Cucumber Factory allows you to create ActiveRecord objects directly from your Cucumber features. No step definitions required.
The following will call Movie.make, Factory.create(:movie), Movie.create! or Movie.new, depending on what’s available:
Given there is a movie
To create a new record with attributes set, you can say:
Given there is a movie with the title "Sunshine" and the year "2007"
Boolean attributes can be set by appending “which”, “that” or “who” at the end:
Given there is a movie which is awesome And there is a movie with the name "Sunshine" that is not a comedy And there is a director who is popular
Instead of “and” you can also use “but” and commas to join sentences:
Given there is a movie which is awesome, popular and successful but not science fiction And there is a director with the income "500000" but with the account balance "-30000"
You can set belongs_to
associations by referring to the last created record of a kind by saying “above”:
Given there is a movie with the title "Before Sunrise" And there is a movie with the prequel above
The example above also shows how to set has_many
associations - you simply set the belongs_to
association on the other side.
You can also set associations by referring to any string attribute used previously:
Given there is a movie with the title "Before Sunrise" And there is a movie with the title "Limitless" And there is a movie with the prequel "Before Sunrise"
You can also explicitly give a record a name and use it to set a belongs_to
association below:
Given "Before Sunrise" is a movie And there is a movie with the title "Limitless" And there is a movie with the prequel "Before Sunrise"

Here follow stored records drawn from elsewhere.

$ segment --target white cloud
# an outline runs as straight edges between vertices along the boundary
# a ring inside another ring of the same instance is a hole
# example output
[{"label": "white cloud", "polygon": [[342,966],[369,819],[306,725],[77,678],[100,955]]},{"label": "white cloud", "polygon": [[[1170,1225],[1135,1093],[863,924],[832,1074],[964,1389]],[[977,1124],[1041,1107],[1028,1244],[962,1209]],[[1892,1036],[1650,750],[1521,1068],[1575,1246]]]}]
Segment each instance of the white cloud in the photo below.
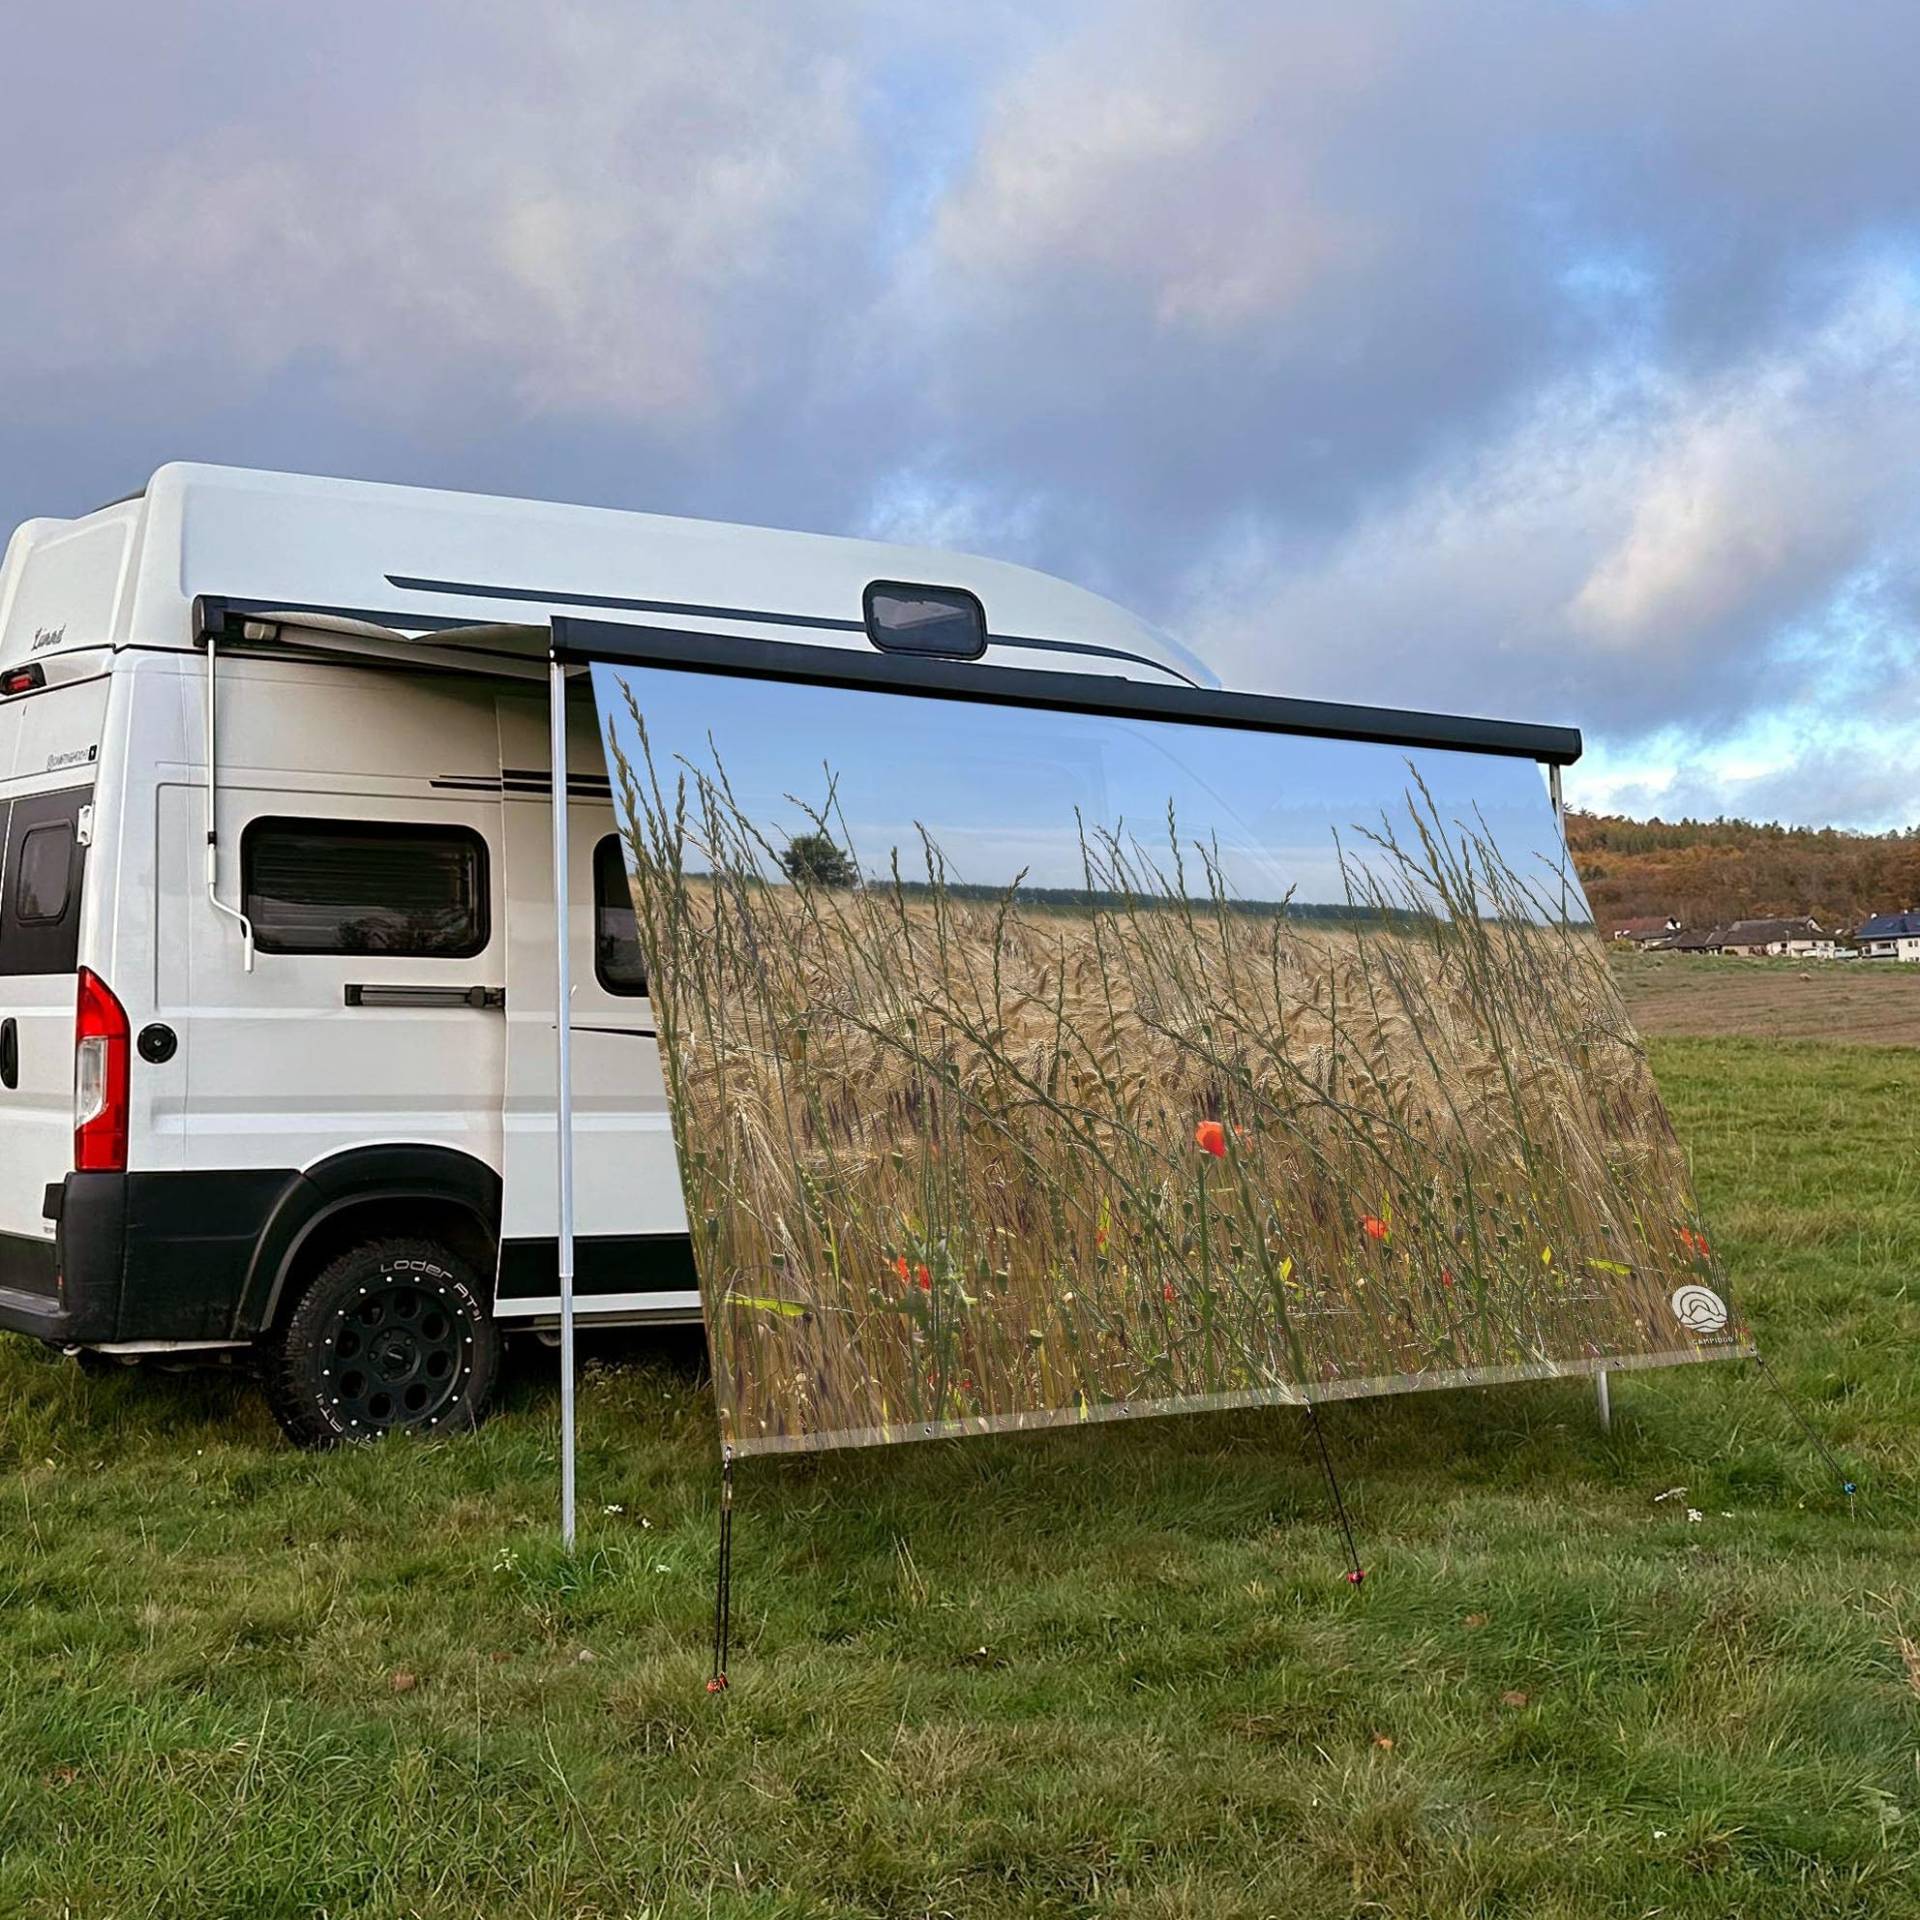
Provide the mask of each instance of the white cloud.
[{"label": "white cloud", "polygon": [[1869,273],[1818,328],[1655,401],[1627,524],[1574,596],[1604,646],[1713,631],[1907,522],[1920,478],[1920,282]]},{"label": "white cloud", "polygon": [[1889,552],[1920,552],[1920,285],[1883,267],[1731,365],[1550,381],[1323,549],[1243,530],[1184,625],[1251,684],[1698,738],[1856,700],[1858,633],[1784,642]]},{"label": "white cloud", "polygon": [[[940,211],[939,266],[1002,288],[1092,272],[1205,330],[1283,310],[1362,247],[1362,223],[1315,194],[1309,166],[1370,36],[1298,19],[1282,34],[1278,16],[1207,24],[1116,8],[1020,69]],[[1276,94],[1299,116],[1279,138]]]},{"label": "white cloud", "polygon": [[359,112],[336,79],[320,111],[256,103],[244,137],[202,123],[97,201],[68,196],[91,242],[82,297],[57,332],[0,323],[15,363],[192,340],[256,375],[342,369],[401,409],[450,388],[536,416],[736,404],[754,372],[739,335],[780,338],[869,193],[860,11],[434,11],[447,31],[404,112]]}]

Note that in the example above, “Before Sunrise” is only a name you can use to refer to the record. The name is not actually used for the movie title, or any other attribute value.
Machinist blueprints and factory_girl factories will be used when available.
You can use named Machinist blueprint such as Movie.blueprint(:comedy)
like this:
Given there is a movie (comedy) with the title "Groundhog Day"
If you want to override a factory step with your own version, just do so:
Given /^there is a movie with good actors$/ do movie = Movie.make movie.actors << Actor.make(:name => 'Clive Owen') movie.actors << Actor.make(:name => 'Denzel Washington') end
Custom steps will always be preferred over factory steps. Also Cucumber will not raise a warning about ambiguous steps if the only other matching step is a factory step.
Cucumber Factory is a gem, which you can install with
sudo gem install cucumber_factory
In Rails 2, add the following to your environment.rb
:
config.gem 'cucumber_factory'
In Rails 3, add the following to your Gemfile
:
gem 'cucumber_factory'
Finally, create a file features/step_definitions/factory_steps.rb
, which just says
Cucumber::Factory.add_steps(self)
We cannot guarantee Rails 3 compatibility at this point, but we will upgrade the gem when Rails 3 is released.